Gleich am Beginn des Songs hört man: „Die Flugkontrolle schaut sich die Situation hier ganz sorgfältig an. Es ist offensichtlich eine größere Fehlfunktion.“ Wenige Sekunden danach – noch in der Aufstiegsphase – explodiert das Space Shuttle Challenger! Im Musikvideo zu „XO“ sieht man eine laut lachende Beyoncé mit Freunden auf einem Rummelplatz mit Hochschaubahn und miteinander kollidierenden Autoscootern. Gegenüber dem Nachrichtensender ABC teilte die Witwe von Challenger-Kommandanten Francis Richard „Dick“ Scobee mit: „Wir sind schwer erschüttert, dass ein Audioausschnitt von jenem Tag, an dem wir unsere heldenhafte Challenger-Crew verloren, für den Song ‚XO‘ verwendet wurde.

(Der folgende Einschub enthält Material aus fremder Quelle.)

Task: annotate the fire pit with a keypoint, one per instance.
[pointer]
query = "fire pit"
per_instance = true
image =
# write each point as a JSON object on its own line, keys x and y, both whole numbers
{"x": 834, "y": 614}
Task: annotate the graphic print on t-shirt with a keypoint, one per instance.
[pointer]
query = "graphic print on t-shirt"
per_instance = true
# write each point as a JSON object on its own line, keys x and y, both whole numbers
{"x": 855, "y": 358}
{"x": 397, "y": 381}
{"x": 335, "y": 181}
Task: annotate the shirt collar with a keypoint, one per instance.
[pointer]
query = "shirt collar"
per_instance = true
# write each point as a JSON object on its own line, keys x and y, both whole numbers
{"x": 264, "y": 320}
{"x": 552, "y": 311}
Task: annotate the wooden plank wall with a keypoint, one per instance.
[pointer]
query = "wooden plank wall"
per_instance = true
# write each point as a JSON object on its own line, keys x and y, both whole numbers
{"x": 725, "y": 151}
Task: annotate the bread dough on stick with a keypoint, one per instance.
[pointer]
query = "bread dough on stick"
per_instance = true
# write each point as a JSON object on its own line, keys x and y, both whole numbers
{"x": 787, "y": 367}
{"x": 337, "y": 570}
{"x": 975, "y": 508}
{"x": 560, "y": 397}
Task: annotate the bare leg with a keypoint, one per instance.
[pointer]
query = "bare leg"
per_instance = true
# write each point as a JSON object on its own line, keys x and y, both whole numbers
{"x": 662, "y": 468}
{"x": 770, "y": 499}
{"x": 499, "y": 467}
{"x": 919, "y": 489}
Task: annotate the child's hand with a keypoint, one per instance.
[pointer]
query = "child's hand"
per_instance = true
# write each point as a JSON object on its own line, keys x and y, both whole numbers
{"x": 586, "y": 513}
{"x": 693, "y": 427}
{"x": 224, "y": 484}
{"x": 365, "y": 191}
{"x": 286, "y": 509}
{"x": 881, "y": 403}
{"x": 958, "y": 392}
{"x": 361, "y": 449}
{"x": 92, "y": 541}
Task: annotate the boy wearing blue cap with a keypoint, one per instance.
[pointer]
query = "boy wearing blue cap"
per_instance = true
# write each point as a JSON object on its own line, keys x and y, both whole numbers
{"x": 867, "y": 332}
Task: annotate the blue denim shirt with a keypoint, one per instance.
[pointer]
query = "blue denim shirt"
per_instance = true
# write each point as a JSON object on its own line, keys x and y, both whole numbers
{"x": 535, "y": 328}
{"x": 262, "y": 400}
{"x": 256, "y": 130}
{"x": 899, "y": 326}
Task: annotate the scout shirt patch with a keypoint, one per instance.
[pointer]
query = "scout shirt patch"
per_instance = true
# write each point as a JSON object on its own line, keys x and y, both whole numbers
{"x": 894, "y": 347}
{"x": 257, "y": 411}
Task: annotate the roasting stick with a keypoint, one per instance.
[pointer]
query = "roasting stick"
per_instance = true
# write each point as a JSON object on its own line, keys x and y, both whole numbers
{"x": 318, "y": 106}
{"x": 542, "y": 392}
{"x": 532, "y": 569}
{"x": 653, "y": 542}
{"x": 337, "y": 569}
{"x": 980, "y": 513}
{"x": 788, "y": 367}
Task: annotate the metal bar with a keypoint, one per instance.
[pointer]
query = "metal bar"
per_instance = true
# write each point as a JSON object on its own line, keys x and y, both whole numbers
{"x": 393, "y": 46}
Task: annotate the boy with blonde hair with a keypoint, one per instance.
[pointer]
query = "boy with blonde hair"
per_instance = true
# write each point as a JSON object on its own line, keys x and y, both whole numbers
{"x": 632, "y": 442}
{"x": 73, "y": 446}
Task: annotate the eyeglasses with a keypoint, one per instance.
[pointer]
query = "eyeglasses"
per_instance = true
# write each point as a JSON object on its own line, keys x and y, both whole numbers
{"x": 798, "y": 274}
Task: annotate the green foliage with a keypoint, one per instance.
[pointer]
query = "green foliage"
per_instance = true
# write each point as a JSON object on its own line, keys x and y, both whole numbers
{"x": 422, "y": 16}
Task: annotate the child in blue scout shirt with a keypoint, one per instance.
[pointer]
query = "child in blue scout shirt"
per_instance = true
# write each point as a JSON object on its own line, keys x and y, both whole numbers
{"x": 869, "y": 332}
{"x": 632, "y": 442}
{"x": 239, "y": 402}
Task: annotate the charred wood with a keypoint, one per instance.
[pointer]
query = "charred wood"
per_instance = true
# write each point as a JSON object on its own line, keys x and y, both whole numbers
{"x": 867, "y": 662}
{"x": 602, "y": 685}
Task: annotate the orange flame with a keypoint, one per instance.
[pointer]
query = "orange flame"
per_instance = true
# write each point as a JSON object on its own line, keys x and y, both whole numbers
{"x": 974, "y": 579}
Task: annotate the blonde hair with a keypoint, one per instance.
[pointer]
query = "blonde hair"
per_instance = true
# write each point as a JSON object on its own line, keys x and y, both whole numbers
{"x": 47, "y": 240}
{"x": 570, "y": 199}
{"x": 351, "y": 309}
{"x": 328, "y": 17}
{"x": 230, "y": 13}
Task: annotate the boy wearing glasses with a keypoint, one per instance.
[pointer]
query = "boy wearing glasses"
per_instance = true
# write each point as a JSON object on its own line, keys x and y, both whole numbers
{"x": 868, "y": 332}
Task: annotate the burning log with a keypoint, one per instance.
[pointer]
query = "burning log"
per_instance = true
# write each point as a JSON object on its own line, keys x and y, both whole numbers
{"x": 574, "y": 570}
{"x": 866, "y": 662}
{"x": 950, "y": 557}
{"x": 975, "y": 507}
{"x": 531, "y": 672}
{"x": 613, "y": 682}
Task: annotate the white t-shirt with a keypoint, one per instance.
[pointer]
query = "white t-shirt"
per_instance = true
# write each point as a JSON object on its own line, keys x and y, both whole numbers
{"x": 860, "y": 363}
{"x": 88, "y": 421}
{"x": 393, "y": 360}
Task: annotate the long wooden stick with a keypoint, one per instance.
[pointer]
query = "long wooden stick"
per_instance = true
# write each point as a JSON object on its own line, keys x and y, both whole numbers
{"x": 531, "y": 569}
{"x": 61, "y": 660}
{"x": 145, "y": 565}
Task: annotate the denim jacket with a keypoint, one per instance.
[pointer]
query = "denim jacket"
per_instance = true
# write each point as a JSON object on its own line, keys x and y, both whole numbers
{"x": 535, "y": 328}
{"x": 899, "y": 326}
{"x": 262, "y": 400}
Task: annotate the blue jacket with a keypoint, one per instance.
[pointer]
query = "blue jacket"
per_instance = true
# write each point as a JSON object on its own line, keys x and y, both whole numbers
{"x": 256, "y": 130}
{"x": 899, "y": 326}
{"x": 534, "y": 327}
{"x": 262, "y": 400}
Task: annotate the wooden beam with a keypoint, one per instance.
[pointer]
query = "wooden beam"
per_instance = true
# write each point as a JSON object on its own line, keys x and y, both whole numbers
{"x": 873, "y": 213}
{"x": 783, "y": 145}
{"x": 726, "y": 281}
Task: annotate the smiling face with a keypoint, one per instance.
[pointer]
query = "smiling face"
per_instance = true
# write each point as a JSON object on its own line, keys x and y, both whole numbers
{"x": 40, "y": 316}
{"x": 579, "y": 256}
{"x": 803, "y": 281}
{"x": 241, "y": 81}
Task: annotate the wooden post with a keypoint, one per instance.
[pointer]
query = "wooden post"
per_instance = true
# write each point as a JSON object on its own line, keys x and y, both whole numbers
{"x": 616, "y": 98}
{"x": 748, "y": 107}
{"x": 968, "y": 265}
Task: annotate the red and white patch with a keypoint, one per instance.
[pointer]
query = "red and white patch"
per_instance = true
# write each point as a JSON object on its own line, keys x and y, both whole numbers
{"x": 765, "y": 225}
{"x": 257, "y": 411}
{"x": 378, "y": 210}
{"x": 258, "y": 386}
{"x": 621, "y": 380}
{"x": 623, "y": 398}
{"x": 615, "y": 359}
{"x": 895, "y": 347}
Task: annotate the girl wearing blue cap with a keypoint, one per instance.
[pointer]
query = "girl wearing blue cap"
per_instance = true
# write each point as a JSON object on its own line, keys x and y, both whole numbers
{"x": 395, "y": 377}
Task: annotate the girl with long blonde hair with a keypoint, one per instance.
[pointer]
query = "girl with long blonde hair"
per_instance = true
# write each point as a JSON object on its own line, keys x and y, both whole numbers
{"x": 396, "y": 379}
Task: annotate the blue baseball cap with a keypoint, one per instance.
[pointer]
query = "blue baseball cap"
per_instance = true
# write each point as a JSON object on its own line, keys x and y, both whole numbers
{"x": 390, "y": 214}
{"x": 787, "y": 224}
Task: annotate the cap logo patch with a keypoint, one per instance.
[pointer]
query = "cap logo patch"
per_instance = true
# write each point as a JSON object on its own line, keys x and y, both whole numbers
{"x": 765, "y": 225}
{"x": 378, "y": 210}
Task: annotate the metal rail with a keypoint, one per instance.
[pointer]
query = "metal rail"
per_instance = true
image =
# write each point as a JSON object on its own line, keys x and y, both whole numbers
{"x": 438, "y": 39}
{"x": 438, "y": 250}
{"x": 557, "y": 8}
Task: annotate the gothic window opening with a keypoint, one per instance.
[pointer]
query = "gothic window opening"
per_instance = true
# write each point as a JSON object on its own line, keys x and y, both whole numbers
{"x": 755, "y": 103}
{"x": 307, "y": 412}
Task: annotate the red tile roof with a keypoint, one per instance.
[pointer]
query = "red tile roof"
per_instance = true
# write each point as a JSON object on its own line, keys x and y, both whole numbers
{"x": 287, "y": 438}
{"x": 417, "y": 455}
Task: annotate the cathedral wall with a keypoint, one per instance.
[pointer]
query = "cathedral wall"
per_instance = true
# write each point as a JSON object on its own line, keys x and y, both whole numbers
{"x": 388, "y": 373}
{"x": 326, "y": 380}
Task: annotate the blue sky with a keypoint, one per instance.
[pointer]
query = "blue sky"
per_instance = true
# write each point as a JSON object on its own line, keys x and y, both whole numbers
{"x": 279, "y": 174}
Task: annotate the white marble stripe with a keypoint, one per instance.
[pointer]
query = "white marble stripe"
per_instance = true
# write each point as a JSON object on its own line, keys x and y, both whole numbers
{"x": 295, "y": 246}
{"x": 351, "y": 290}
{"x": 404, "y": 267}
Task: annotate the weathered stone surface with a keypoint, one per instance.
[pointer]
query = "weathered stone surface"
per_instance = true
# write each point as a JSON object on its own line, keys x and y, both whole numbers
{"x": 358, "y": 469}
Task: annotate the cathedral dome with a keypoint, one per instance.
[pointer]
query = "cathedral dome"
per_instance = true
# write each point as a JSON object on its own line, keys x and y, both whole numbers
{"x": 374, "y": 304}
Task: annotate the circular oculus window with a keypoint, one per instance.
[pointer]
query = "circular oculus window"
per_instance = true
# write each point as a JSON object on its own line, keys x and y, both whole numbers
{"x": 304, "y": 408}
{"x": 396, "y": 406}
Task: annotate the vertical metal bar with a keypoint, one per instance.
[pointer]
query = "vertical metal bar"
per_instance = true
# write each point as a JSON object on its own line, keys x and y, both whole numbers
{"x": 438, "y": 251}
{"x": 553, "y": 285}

Der in diesem Song aufgenommene Moment ist emotionell sehr schwierig für die Familien, Kollegen und Freunde der Crew. In unseren Erinnerungen konzentrieren wir uns stets darauf, wie unsere Geliebten gelebt haben und wie ihr Erbe heute weiterlebt, und nicht, wie wir sie verloren haben.“ Weitaus heftiger bringt es Keith Cowing von NASA Watch auf den Punkt: „Die Auswahl dieses historischen und ernsten Audioausschnitts ist bis auf das Extremste unangemessen. Es wäre, als würde man Walter Cronkites Mitteilung über den Tod von Präsident John F. Kennedy oder 911 Anrufe vom Anschlag auf das World Trade Center als Schockwirkung für einen Popsong verwenden!“
Diese harsche Kritik geht an Beyoncé nicht spurlos vorüber: „Mein Herz ist bei den Familien, die einen geliebten Menschen bei der Challenger-Katastrophe verloren haben. Der Song ‚XO‘ wurde mit der ernsthaftesten Absicht aufgenommen, jenen zu helfen, die einen geliebten Menschen verloren haben, und uns zu erinnern, dass unerwartete Dinge immer passieren können. Daher liebt und schätzt jeden Moment, den ihr mit jenen habt, die euch am meisten bedeuten. Die Songwriter haben den Audioausschnitt als Zeichen der Ehrerweisung für die selbstlose Arbeit der Challenger-Crew aufgenommen mit der Hoffnung, dass sie niemals vergessen werden.“
Die Abkürzung „XO“ bedeutet Umarmung und Küsse – vielleicht hätte das Team von Beyoncé diese Botschaft vor der Veröffentlichung mit den Hinterbliebenen der Challenger-Opfer Francis R. Scobee, Michael J. Smith, Ronald McNair, Ellison Onizuka, Judith Resnik, Greg Jarvis und Christa McAuliffe abklären sollen.